Thrombin is a serine protease that is formed from its circulating
precursor, prothrombin, by the action of activated factor X. Factor X can be
activated by reactions in either of 2 systems, an intrinsic and an extrinsic
pathway. The initial reaction in the intrinsic system is conversion of inactive
factor XII to active factor XII. Active factor XII then activates factor XI, and
active factor XI activates factor IX. Activated factor IX forms a complex with
factor VIII, activating factor X. Phospholipids from aggregated platelets and Ca2+
are necessary for full activation of factor X. The extrinsic system is triggered
by the release of tissue thromboplastin, a protein-phospholipid mixture that
activates factor VII. The tissue thromboplastin and factor VII activate factors
IX and X. In the presence of platelets, Ca2+, and factor V, activated
factor X catalyzes the conversion of prothrombin to thrombin. Platelets play an
important role in the conversion of prothrombin to thrombin because much of the
prothrombin first attaches to prothrombin receptors on the platelets that have
already bound to the damaged tissue. Then this binding accelerates the formation
of thrombin from the prothrombin.
Thrombin acts on fibrinogen to remove 2 pairs of polypeptides from each
molecule, forming a molecule of fibrin monomer that has the automatic capability
of polymerizing with other fibrin monomer molecules. Therefore, many fibrin
monomer molecules polymerize within seconds into long fibrin fibers that form
the reticulum of the clot. The fibrin is initially a loose mesh of interlacing
strands. It is converted by the formation of covalent cross-linkages to a dense,
tight aggregate. This latter reaction is catalyzed by factor III, the
fibrin-stabilizing factor, and requires Ca2+. The blood clot is
composed of fibrin fibers running in all directions and entrapping blood cells,
platelets, and plasma. The fibrin fibers also adhere to damaged surfaces of
blood vessel.
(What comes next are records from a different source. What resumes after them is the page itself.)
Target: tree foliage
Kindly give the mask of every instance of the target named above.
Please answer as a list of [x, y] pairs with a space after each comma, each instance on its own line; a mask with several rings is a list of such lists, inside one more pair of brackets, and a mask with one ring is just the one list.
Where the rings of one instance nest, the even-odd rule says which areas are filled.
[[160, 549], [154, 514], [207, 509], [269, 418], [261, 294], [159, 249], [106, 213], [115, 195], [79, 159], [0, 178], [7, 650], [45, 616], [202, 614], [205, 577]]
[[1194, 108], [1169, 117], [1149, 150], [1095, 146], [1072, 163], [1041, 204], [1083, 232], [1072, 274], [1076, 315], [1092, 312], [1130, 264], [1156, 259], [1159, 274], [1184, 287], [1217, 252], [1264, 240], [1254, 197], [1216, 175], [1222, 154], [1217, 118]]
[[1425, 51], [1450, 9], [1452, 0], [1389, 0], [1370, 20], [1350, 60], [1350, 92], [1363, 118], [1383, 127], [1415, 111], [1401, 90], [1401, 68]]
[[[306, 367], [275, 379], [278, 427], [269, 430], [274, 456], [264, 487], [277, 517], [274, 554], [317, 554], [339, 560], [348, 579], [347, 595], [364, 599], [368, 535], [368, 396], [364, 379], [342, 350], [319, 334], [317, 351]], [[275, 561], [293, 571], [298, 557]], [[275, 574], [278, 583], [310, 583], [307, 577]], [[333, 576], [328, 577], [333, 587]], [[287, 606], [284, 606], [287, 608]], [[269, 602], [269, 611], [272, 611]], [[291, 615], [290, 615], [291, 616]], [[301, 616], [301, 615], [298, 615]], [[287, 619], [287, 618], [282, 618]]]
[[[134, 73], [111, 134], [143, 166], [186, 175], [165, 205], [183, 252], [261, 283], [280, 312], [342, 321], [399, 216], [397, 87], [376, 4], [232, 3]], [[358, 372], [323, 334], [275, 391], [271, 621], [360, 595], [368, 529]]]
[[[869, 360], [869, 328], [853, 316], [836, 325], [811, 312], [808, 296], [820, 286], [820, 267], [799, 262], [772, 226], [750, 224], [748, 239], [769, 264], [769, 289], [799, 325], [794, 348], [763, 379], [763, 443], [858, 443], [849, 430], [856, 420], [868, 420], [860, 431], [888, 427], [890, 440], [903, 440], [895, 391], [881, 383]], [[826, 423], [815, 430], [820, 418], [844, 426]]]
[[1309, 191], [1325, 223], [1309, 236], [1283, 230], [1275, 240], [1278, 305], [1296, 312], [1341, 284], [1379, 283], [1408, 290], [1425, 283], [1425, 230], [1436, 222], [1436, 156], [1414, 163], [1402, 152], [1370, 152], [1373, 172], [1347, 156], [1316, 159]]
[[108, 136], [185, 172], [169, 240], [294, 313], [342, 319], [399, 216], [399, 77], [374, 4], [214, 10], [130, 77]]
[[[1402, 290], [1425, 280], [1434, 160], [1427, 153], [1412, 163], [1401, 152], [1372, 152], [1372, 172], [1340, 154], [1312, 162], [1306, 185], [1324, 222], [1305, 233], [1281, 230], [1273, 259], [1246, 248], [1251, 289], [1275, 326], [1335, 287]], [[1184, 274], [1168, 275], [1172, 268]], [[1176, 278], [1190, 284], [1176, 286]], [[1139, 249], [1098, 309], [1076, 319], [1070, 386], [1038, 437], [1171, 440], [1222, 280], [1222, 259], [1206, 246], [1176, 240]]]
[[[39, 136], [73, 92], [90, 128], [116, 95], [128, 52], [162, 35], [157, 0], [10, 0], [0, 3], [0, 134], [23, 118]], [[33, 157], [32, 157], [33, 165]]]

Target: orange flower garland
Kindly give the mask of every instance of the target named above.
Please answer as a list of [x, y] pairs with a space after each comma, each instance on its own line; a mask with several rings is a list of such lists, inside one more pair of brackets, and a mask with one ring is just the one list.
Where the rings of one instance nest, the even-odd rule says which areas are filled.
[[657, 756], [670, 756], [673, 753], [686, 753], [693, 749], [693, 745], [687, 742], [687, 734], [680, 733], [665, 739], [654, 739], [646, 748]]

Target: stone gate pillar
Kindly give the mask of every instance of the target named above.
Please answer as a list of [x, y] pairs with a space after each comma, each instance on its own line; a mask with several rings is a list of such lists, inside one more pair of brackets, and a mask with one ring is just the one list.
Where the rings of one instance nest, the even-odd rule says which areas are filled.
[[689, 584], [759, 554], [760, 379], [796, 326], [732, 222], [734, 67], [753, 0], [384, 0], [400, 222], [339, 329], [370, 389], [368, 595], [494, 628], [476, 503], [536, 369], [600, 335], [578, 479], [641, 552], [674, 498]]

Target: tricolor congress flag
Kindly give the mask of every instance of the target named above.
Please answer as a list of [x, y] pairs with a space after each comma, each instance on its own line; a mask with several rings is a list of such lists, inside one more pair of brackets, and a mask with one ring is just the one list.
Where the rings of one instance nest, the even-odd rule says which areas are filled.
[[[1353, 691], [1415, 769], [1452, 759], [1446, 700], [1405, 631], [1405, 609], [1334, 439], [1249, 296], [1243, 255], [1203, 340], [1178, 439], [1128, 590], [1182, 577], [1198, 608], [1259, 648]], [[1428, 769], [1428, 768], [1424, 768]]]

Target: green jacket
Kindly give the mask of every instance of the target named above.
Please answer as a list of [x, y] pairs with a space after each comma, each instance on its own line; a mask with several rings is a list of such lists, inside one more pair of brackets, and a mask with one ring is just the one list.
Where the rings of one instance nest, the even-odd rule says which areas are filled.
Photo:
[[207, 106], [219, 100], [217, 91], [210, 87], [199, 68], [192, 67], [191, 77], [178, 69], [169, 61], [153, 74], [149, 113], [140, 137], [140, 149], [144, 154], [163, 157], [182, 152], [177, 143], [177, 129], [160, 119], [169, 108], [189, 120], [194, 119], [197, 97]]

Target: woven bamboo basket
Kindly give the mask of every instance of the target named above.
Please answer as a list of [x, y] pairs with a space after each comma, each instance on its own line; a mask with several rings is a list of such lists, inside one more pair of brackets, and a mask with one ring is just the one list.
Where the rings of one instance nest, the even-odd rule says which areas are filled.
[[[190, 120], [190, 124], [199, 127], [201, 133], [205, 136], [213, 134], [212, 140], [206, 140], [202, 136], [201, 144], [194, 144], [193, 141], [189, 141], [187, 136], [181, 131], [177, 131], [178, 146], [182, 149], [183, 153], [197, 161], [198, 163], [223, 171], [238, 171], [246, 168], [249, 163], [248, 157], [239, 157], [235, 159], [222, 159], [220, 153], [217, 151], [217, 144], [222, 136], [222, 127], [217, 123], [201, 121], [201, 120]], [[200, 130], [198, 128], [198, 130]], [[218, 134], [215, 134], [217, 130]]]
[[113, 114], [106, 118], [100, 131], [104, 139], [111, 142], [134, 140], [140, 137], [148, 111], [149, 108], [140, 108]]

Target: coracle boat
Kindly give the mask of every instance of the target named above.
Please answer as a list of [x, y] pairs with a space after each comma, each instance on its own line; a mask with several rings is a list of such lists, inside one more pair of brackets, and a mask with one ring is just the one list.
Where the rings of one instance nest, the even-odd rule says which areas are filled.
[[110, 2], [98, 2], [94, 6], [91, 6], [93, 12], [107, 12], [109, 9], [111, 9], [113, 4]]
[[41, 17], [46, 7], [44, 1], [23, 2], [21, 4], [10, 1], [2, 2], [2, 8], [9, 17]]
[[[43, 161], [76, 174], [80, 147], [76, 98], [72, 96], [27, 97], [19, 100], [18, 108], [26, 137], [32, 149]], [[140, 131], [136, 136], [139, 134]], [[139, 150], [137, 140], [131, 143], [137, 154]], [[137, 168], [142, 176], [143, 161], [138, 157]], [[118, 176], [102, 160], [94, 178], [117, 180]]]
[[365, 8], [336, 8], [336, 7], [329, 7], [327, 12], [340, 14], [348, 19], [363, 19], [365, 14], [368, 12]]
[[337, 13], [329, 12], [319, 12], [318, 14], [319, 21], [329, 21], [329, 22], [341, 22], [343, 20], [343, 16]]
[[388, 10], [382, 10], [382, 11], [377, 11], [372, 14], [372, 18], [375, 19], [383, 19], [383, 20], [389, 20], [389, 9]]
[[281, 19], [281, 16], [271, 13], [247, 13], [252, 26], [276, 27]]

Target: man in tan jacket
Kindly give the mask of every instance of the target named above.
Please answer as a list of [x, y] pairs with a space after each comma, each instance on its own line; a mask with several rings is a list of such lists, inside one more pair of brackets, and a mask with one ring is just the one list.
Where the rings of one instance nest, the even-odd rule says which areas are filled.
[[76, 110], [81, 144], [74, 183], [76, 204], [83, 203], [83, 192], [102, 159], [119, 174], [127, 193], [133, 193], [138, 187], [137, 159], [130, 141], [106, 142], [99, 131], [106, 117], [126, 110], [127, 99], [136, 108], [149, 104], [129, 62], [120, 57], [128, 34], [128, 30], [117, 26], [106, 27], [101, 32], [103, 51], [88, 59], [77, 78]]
Once a blood clot has started to develop, it normally extends
within minutes into the surrounding blood, initiating a vicious cycle to promote
more clotting.
Within a few minutes after a clot is formed, it begins to contract and
usually expresses most of the fluid from the clot within 20 to 60 minutes.
Platelets are necessary for clot retraction to occur. As the clot retracts, the
edges of the broken blood vessel are pulled together, thus contributing to the
ultimate state of hemostasis. Eventually, after the formation of a clot, it can
become invaded by fibroblasts, which subsequently form connective tissue all
through the clot, or it can dissolve.